On the night of April 13, 2014, while I was traveling and camping just outside Page, AZ, I heard a dog barking not too far from my vehicle.
At first I didn’t think anything of it, because it was the same bark I’d heard on previous nights while I was parked in this particular spot, but this time the dog was very close by.
I peered out of my vehicles windows and saw a shadow moving around on the nearby slick rock. The dog appeared huge combined with its shadow created by the light of a full moon, and I didn’t know if the animal was friendly or not, so I stayed inside Mitzi where I was safe.
Sometimes the dog barked, and sometimes he talked or growled slightly, and occasionally he whined. I expected him to go away, but after a bit he was still talking to me, so I started to talk back. He would stop and listen to me, then talk to me again. We kept on like this for a while until he eventually fell silent, and I fell back to sleep. I figured he had moved on.

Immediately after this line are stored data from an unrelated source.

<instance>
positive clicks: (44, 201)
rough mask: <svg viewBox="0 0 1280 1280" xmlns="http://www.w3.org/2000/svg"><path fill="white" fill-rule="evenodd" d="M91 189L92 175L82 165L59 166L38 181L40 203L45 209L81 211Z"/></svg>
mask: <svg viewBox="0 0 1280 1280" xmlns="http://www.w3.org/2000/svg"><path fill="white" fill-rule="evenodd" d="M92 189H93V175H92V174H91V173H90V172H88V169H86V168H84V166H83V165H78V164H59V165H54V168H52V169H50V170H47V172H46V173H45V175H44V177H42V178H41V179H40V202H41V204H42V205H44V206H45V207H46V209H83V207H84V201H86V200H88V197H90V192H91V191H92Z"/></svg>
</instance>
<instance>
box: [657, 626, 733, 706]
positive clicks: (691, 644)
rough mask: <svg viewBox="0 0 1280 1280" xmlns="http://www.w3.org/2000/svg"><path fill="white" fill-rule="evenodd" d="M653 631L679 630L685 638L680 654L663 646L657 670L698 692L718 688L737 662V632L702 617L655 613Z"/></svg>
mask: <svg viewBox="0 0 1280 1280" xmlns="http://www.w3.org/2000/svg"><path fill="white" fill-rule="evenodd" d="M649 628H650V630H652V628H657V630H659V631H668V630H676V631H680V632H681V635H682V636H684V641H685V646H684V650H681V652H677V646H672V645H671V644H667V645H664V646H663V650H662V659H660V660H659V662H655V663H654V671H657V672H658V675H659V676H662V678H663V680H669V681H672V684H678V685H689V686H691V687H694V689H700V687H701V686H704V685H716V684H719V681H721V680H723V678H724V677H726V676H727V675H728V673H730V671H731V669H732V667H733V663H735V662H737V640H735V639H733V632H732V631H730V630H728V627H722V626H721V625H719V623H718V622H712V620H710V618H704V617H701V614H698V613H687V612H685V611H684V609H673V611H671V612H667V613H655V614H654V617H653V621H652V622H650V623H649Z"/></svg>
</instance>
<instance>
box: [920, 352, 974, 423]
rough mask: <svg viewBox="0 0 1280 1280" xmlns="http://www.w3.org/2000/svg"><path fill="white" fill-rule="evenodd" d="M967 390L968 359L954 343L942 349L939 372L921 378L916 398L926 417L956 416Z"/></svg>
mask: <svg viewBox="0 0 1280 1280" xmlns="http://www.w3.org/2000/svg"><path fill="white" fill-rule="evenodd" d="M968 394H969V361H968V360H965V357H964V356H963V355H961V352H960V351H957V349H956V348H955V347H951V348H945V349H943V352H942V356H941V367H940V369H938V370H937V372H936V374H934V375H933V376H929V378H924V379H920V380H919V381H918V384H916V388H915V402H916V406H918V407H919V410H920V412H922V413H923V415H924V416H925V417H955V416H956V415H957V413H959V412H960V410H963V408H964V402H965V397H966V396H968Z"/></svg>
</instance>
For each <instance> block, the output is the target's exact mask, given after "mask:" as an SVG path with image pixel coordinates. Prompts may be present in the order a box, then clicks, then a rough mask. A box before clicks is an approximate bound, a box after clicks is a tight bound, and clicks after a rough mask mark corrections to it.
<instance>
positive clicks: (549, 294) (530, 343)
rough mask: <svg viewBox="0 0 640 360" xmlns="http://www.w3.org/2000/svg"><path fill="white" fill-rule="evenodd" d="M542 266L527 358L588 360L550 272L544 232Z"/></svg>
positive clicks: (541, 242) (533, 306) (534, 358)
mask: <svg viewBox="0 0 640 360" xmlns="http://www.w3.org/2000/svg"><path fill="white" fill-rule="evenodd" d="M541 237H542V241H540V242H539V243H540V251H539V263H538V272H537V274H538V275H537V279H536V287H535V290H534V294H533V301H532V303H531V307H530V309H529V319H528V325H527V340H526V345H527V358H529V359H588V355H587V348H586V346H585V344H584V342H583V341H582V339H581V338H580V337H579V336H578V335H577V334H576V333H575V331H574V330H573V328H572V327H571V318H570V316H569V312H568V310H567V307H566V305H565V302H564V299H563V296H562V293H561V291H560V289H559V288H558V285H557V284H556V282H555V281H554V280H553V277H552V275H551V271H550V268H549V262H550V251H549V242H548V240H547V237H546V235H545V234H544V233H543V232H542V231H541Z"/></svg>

However, in the morning I was awoken by a couple of low woofs, and more talking sounds. I roused myself from the depths of sleep, and peered out. The dog was sitting about ten-feet from my car, looking at my vehicle, then over at the horizon where the sunlight was just beginning to peek over the rocks. I said good morning, and he woofed again and sat watching the sun rise, and peered back at me occasionally to see if I was watching. “I’m here,” I said, “thanks for waking me up to share this with you.” We sat in silence, me inside my vehicle, in the warmth of my sleeping bag, and he on the ground, and watched the sun make its slow ascent skyward, and the colors play across the sandstone together. When the sun was fully up, and the rocks began to appear washed-out an pale, he woofed one more time, then went over to a patch of sand near-by and curled up to sleep some more. It was still cold outside, so I sank back into my sleeping bag.
A bit later I was woken by whining. Apparently it was time for me to get up.
I forced my stiff limbs to life, and slowly climbed out of my sleeping bag and donned down pants and jacket, then went outside to say hello. I offered the dog some food, but he wouldn’t approach me. I set it on the ground, and he sniffed at it, then backed away. Several times I talked to him, tried to offer food, or approached him. He would look at me quizzically, his tail wagging, but whenever I approached him he backed away with his tail between his legs.
When I was done eating, and visiting, he still sat at a distance. It was time for me to leave. I said goodbye, and he moved away, vanishing into the shrubs like a ghost. All that was left of our encounter were his footprints in the sand.
As I drove down the dirt road, avoiding the bumps and ruts as much as possible, I saw his tracks in the dirt, and thought long about his decision to keep his distance, and I decided that he was a very smart dog.
I can’t know for sure, but I suspect he’d been treated badly at some point, and although he wanted some companionship for a few hours he did not completely trust humans. Additionally, if he was adopted by a human, his life would suddenly become full of rules, restrictions, expectations, collars, leashes, demands, walled enclosures or fenced in areas. He would also need vaccinations and suffer the humility of doing tricks on demand, and be expected to follow his masters commands.
He would be subjected to the rules and expectations and limitations of a human society, his freedom and rights to live as he wanted would be stripped away from him. I am not sure it is worth giving up ones freedom in exchange for food and shelter; I haven’t…I think I understood him because we are soul mates… and I respected his wishes to be and live freely. Assuming he can find food; a life of running freely over slick rock, watching sunrises, visiting with strangers on his terms, and sniffing vegetation and lifting his leg anywhere he chooses, doesn’t sound too bad at all.
So live free Solo, and enjoy it while you can.